MIAMI – Florida, famous for the presidential election debacle 12 years ago which required the hand-counting of thousands of ballots, is facing new election-related problems ahead of Tuesday’s White House vote.
The state’s Democratic Party filed a federal lawsuit Sunday over long delays encountered by some voters who were unable to cast votes in southern Florida despite spending hours in line.
The controversy erupted over “in person absentee ballots” that officials in Miami Dade County said voters would be allowed to cast Sunday from 1 pm to 5 pm (1800 to 2200 GMT).
The state’s Republican governor, Rick Scott, signed a law last year reducing the number of early voting days from 14 to eight and eliminating early voting on the Sunday before Election Day.
Early voting officially ended in the state late Saturday.
On Sunday, voters in southern Florida’s Miami-Dade County received word that they would be allowed to cast absentee ballots in person.
But after being open for barely an hour, the Miami-Dade office closed its doors around 2 pm, saying they were swamped by the unexpected high turnout.
The decision to cut short the vote led to an uproar outside the government office, where the Miami Herald reported nearly 200 people began shouting, “We want to vote!” “Let us vote!”
“This is America, not a third-world country,” Myrna Peralta told the daily.
Peralta said she had been waiting in line with her four-year-old grandson for nearly two hours before being turned away.
“They should have been prepared,” Peralta said, venting her anger over the election organizers, according to the Florida daily.

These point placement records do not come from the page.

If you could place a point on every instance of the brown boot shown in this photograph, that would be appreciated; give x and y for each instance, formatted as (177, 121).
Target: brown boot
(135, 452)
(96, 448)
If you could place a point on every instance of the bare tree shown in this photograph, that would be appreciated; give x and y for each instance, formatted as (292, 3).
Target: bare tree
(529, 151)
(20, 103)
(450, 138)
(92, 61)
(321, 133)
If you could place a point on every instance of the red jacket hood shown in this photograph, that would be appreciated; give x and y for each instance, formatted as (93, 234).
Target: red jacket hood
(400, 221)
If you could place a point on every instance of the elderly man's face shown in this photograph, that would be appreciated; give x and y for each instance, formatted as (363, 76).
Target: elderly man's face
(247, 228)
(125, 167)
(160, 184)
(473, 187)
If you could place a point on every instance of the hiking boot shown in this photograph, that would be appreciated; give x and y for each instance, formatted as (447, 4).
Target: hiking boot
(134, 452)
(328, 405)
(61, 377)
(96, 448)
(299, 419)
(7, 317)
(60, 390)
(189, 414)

The lawsuit file by Democrats asks a judge to compel three southern Florida counties to allow in-person absentee voting not only in Miami-Dade, but in two other counties, Palm Beach and Broward.
Florida is arguably the king of swing states, with some 29 electoral college votes up for grabs – more than any other of the closely-contested “battleground” states that vacillate between Republican and Democratic control and which ultimately will decide the election outcome.
Since last week, almost 4.5 million people have cast early ballots in Florida ahead of the official election day Tuesday, when the majority of voting Americans will formally vote for either the Democratic president, Barack Obama, or his Republican rival Mitt Romney.
Florida is especially critical to Romney’s election prospects, and pundits say he must win the state if he is to defeat Obama.
Critics condemned the confusion as the latest in a so-called “voter suppression” campaign underway in several states aimed at discouraging Democrats from casting ballots.
In general, Democrats favor early voting, so limiting the number of people who vote ahead of the official November 6 election is seen as putting a thumb on the scale for Romney.
A judge in the central Florida city of Orlando on Sunday however ordered early voting to be extended in Orange County by several hours to accommodate the flood of voters.
Voting problems in the 2000 presidential election were mainly related to antiquated paper punch ballots which in some cases left vote counters uncertain as to the voters’ intentions, and required that thousands of ballots be manually examined.
That election pitted Democratic Vice President Al Gore against Texas Republican Governor George W. Bush –who won when a divided US Supreme Court intervened to halt a ballot recount while he had a narrow lead over Gore.